The product rule is an essential tool in calculus when dealing with the differentiation of products of two functions. In this example, we need it for the function, \(y = x^5 \sec(\frac{1}{x})\), which is a product of \(u = x^5\) and \(v = \sec(\frac{1}{x})\). To find the derivative of such a function, we apply the rule:

• First, differentiate the first function \(u\) while keeping \(v\) constant, giving us \(u'v\).
• Then, differentiate the second function \(v\) while keeping \(u\) constant, giving us \(uv'\).
• Finally, add these two derivatives together: \((uv)' = u'v + uv'\).

This method allows us to tackle complex expressions efficiently by breaking them down into manageable pieces. Here, the product rule helps handle the initial complexity of \(y\), paving the way for further steps.

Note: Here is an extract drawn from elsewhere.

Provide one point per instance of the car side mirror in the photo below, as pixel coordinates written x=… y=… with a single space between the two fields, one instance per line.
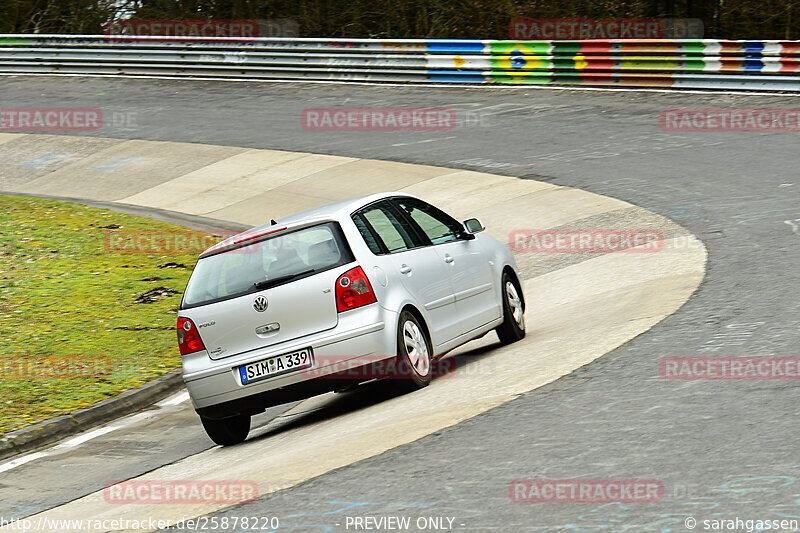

The chain rule is a powerful technique used when differentiating composite functions. In our exercise, \(v = \sec(\frac{1}{x})\) involves a composition of functions: \(\sec(z)\) where \(z = \frac{1}{x}\). To tackle this, follow these steps:

• First, differentiate the outer function, \(\sec(z)\), which yields \(\sec(z)\tan(z)\).
• Then, find the derivative of the inner function \(\frac{1}{x}\), resulting in \(-\frac{1}{x^2}\).
• Multiply these two derivatives together to get the derivative of the composite function, \(\sec(z)\tan(z) \cdot (-\frac{1}{x^2})\).

Applying the chain rule in this way allows us to manage the layers of functions within a composite entity. It is crucial for handling expressions where a function is nested inside another, as in \(\sec(\frac{1}{x})\).

One of the most straightforward and widely used techniques in differentiation, the power rule, allows us to quickly find derivatives of functions in the form \(x^n\). This rule states:

• The derivative of \(x^n\) is \(nx^{n-1}\).

In this problem, we apply the power rule to \(u = x^5\), giving:

• \(\frac{d}{dx}(x^5) = 5x^4\).

By applying the power rule, we quickly derive the part of the function \(x^5\), facilitating the use of the product rule for the entire expression. This method provides clarity and simplicity in deriving powers of \(x\), allowing us to focus on more complicated parts of the problem with confidence.